After announcing its new generation of GeForce RTX 30 Series graphics cards, Nvidia might have been forgiven for thinking that all gamers would be happy with the huge performance leap, as well as the significantly lower than expected pricing for the mid-range RTX 3080 and 3070 cards. However, one group of PC gamers who recently bought Nvidia’s current generation flagship, the RTX 2080 Ti, feel as though they’ve been treated unfairly.
The problem is that the Nvidia GeForce RTX 3080 will be launching at $699, and is expected to be up to 70% faster in titles with ray tracing than the RTX 2080 Ti, which has still been selling for $1000+ in recent months. Similarly, the RTX 3070 will be launching at $499, and is expected to match the 2080 Ti in most areas of performance, but be significantly stronger at ray tracing.
The exceptional pricing of the RTX 3080 and 3070 mean that not only are recent 2080 Ti buyers feeling cheated in performance terms, those planning to upgrade to the RTX 30 Series are finding the resale values of the cards plummeting as a flood of them hit the market. Used cards have already been sold on eBay for as low as $550, while the slightly upgraded 2080 Ti Super Founders Edition has dropped to $850 new on Amazon.

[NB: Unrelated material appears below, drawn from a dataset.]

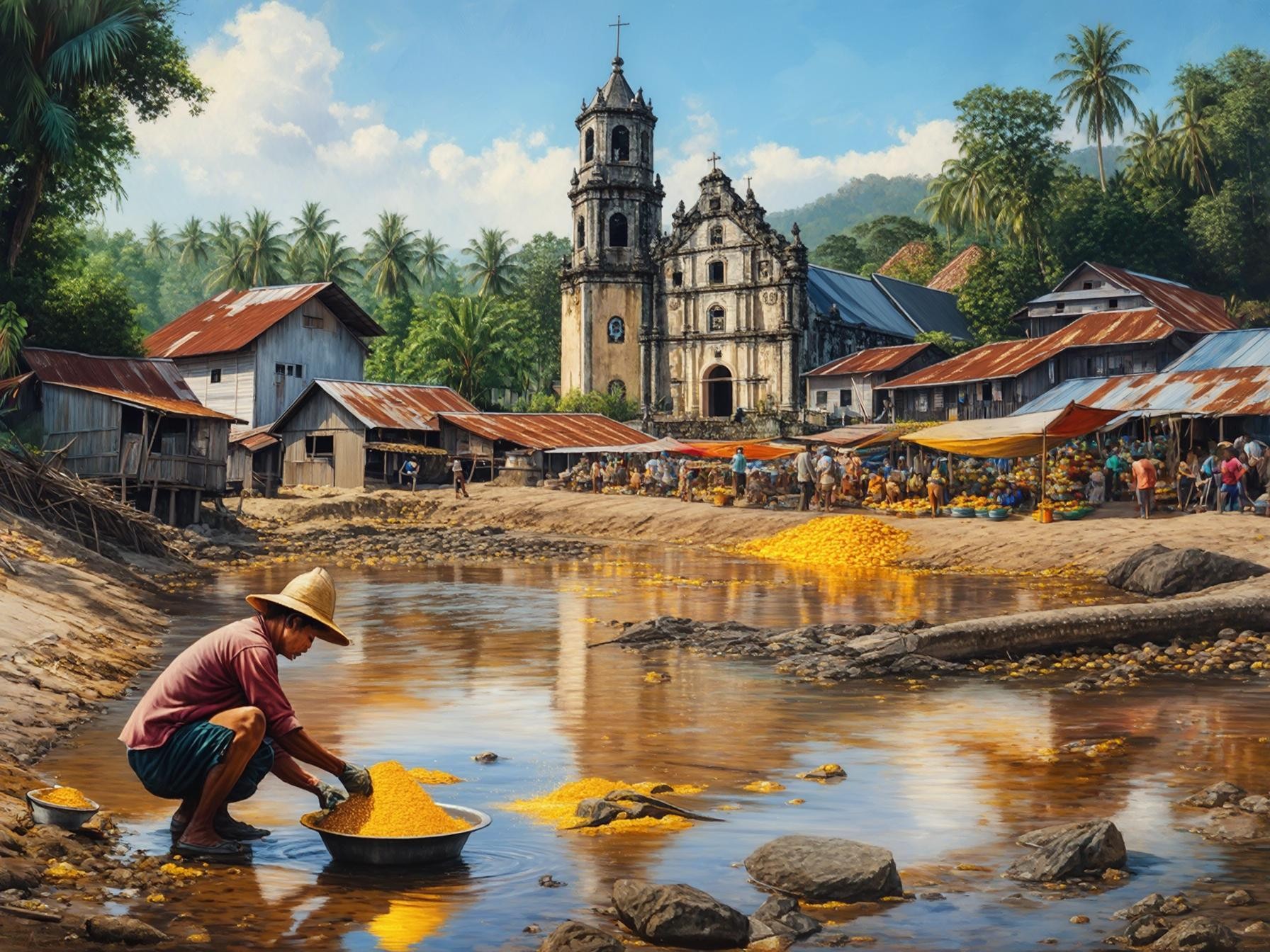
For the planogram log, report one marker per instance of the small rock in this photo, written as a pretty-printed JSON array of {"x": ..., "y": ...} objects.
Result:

Much attention has been placed on the flagship RTX 3090, the gigantic performance increases that come with 24 GB of next generation GDDR6X memory, and the claim from Nvidia that 8K resolution gaming is achievable with the card before most gamers have even upgraded to 4K. Yet for the majority of people, it is the RTX 3080 and RTX 3070 that provide the realistic upgrade options, and the reveal shows Nvidia being super competitive in its aim of attracting gamers away from AMD cards. The price points could even start a mid-range price war, as if AMD cannot find a performance boost in the same region for its upcoming RDNA2 powered Navi 2X cards, it may need to rely on low pricing to attract gamers.
By any measure, Nvidia has knocked the RTX 30 Series reveal out of the park, combining huge performance gains with amazing value pricing on the mid range cards. Not only will the price points cause huge concern for AMD, but potentially for Sony too, as high performance ray tracing gaming PCs become significantly more affordable. It is understandable though, why gamers would feel ripped off after buying a 2080 Ti recently, with low supply keeping prices high, few would have anticipated that a similarly powerful card will be available for half the price just a few months later.
Whether Nvidia chooses to tackle this problem with discounts or gifts remains to be seen, but for gamers looking for high-value ways to upgrade graphics performance, there has probably never been a better time.
Nvidia GeForce RTX 3080 will be available on September 17, GeForce RTX 3090 on September 24, and GeForce RTX 3070 in October.